最初に、AIモデルの開発などデータの利活用領域のDX市場動向についてお話します。2年ほど前までは各部門でPoCをメインに取り組む企業が多く存在していましたが、最近では、全社視点に発展させたDXを推進したいと考える経営者が増えてきている印象です。

エスタイル 代表取締役 宮原氏

当初のPoCは各部門が主導して部門内での予算で行うことが主流だったので、仮に効果が出ても改善できる範囲はその部門内にとどまっていました。ですが、現在は全社的な視点でプライオリティも見た上でのDX、つまり陣頭指揮をとるのが事業部長から経営陣レベルになってきていることが、現在の市場の特徴だと様々な事例を見て感じています。

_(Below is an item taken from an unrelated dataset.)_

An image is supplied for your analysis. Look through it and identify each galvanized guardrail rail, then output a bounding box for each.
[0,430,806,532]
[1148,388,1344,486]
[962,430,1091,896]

特に大企業は、去年一昨年頃など周囲より早いタイミングからその取り組み始めています。500億から1000億の中規模企業も今年あたりから本格的に取り組みを始めるだろうなと考えています。その影響を受けて、ユーザー企業と支援するIT企業それぞれの課題も変化していくと思います。

ユーザー企業とIT経験者の情報非対称性が生むリスク

全社的なDXを推進するフェーズに至り、多くの企業でよく見受けられた施策が、DX推進に関して知見のある責任者を外部から採用する方法です。前提として、企業としては「その人材が採用できればDXが推進できる」と思っているし、採用される側も入社後に自分がリードすることでDXを推進できるだろう、と思っています。

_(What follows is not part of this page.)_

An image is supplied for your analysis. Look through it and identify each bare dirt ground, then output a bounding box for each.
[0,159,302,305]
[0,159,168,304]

ただ、外部から入った方が驚くのは、自分がかつて所属していたSIerだったりITを活用している会社と比較して、経営陣の方および部下として与えられた人材のIT・DX のリテラシーが低いことです。採用した企業側の観点では、社内のITに強いメンバーを選定し配置転換させたりしたので問題ないと考えています。しかしそれは「自社にとってのITに強い人材」であって、マーケットの基準ではありません。その結果、外部から来たDX推進担当者としては「このメンバーでは推進が難しい」という状況になるということです。
このような「知見のある責任者一人が起点となってDXを推進する」というのはかなりハードルが高く、前職でDXを推進できた人も、特に部下のITリテラシーが低いと前職と同じような活躍ができず期待に応えられないという事象が頻繁に起こってしまいます。

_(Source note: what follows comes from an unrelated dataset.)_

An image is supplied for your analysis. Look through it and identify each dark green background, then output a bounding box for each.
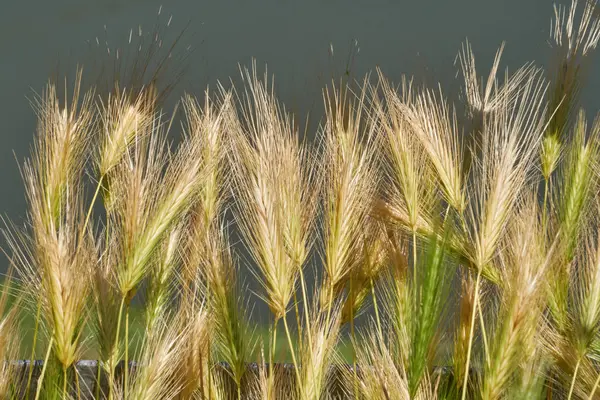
[0,0,600,271]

そのため、DX責任者は前職のSIerなどITに強い企業からDXに知見のある部下を数名連れてくるなどの対策を取ろうとしますが、体制を整えるだけでさらに半年等の時間がかかってしまいます。その結果、企業側の経営陣としては「なぜ改革が進まないんだ」ということに時間軸上で苛立ちを感じてしまいます。
もちろん、最初からその状態が見えていれば事前に体制面の提案はできたかもしれません。しかし、DXに必要な体制やITリテラシーについて、未経験のユーザー企業とIT経験者の間にある情報の非対称性が、DX推進の開始段階における大きな課題になっているように見受けられます。

このような状況で、まず何から着手すべきかと言うと、DX推進体制に必要な人材の育成から始める必要があります。AIやデータ活用などを伴うDXを推進する場合、DX推進リーダーの部下を育てる必要があるのですが、その部下にデータサイエンスやデータ分析の素養があるかというと、もちろんそうではありません。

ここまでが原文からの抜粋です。